Continuing to read through their info page I discovered this nugget:
Can I learn the IP addresses, which LiteFinder Network Crawler comes from?
Unfortunately, You can’t since it is against the rules of our company.
And this one takes the biscuit:
Does LiteFinder Network Crawler accept the directives from robots.txt file?
LiteFinder Network Crawler can recognize the directives from robots.txt files only partially, which is the result of the scantiness of our resources. Full support of robots.txt will be launched soon.
They can go take a running jump because I have just made it one of my rules not to allow them to access my site. So in the interests of impartiallity I’m going to give you the information they won’t.
Their .com and .net domains are registered through a proxy registrar. The IP address for the .com is 216.195.33.107 and the .net is 64.28.181.194 both in co-location facilities in the U.S.
The crawler had an IP address of 216.40.220.18 which again is in a co-located facility in the U.S. most likely the same facility where the .com is hosted. So much for the scantiness of their resources. Their crawler also uses 216.40.222.50, 75.125.18.178 and 76.53.249.34. All these IP addresses seem to be assigned to ev1servers.net (theplanet.com) with the exception of 64.28.181.194 which is assigned to cernel.net and 76.53.249.34 which is a broadband user in the U.S.
Might be ones best interests to block those IP addresses. If I come across anymore then I will post them here.
Updated IP’s as I see them:
208.101.44.3 – Softlayer.com
216.40.222.98 – Theplanet.com
74.86.209.74
67.19.250.26 -Courtesy of Jason (see comments.)
We get these little buggers, too. Two more IPs:
74.86.209.74
67.19.250.26
Jason,
You are a star.
Thank you for that, much appreciated.
We’ve been fighting them for the past two weeks or so. Here’s the IP’s we have:
209.62.109.178
74.86.209.74
74.53.249.34
74.53.243.242
74.53.243.226
74.53.244.18
87.118.118.111
216.40.222.98
While they have such “scanti” resources, they seem to have a lot of servers – I almost wonder if they are zombies doing the dirty work. While they go to a lot of trouble hiding their IP’s, their User Agent never changes. It’s trivial to construct a mod_rewrite rule to block them no matter what IP they use:
RewriteCond %{HTTP_USER_AGENT} ^.*LiteFinder.*$
RewriteRule ^.* – [F]
As a matter of principle, I’ve emailed LiteFinder, and got no response. I emailed their ISP, theplanet.com at the abuse department, also to no response. I work for a company that has a paid legal team, they will be getting letters soon “convincing” them to stop.
Dirtbags.
Hi Justin,
Thank you for those IP’s. I hope you have some success against them. And thank you too for the htaccess entry. Very much appreciated.

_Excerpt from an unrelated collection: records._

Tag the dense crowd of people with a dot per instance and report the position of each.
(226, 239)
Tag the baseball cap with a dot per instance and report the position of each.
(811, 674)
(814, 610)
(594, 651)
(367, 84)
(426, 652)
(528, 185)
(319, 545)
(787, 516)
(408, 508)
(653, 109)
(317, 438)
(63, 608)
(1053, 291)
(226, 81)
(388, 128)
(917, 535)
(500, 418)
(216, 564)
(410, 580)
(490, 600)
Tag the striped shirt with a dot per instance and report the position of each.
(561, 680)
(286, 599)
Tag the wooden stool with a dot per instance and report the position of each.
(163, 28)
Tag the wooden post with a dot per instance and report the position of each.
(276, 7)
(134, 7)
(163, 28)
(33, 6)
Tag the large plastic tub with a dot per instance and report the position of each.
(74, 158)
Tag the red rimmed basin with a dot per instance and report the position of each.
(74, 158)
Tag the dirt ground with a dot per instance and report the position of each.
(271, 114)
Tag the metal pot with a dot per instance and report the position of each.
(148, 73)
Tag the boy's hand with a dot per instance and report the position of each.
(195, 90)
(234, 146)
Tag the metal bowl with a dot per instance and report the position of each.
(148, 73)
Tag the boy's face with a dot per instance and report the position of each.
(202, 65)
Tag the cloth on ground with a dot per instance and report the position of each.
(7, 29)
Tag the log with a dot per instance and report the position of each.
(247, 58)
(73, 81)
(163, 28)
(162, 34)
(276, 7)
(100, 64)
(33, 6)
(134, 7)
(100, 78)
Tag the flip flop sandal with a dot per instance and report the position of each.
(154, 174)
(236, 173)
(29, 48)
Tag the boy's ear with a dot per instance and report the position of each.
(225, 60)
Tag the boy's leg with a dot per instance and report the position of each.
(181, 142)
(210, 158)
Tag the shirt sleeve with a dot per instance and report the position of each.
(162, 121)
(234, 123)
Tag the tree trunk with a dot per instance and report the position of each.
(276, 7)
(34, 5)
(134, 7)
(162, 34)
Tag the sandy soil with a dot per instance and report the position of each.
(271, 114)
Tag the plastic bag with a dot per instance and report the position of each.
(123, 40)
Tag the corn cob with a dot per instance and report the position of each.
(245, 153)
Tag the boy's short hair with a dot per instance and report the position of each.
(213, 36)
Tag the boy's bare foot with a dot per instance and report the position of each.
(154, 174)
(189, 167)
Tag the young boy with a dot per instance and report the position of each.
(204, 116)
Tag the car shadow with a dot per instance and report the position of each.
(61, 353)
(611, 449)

My theory is that they specialise in indexing blogs and then trying to spam those blogs that meet whatever criteria they are looking for. They seem to focus exclusively on blogs.
I’ve tried to make contact with their ISP too but to no avail. Still I hope that you have better luck than I did. Thanks again for the info.
Hallo,
the 74.86.209.74 is a harvester. He collects email addresses from web sites.
He visited us at “http://www.abx.de/error.php” on 06 November. We showed him the email address ruouenigg.esiaduoesp@65784563.abx.de.
Today, 11 Decembre, we received the first spam for this email address.
Andreas.
Hi Andreas,
Thanks for the suggestion. I will keep an eye out for that address.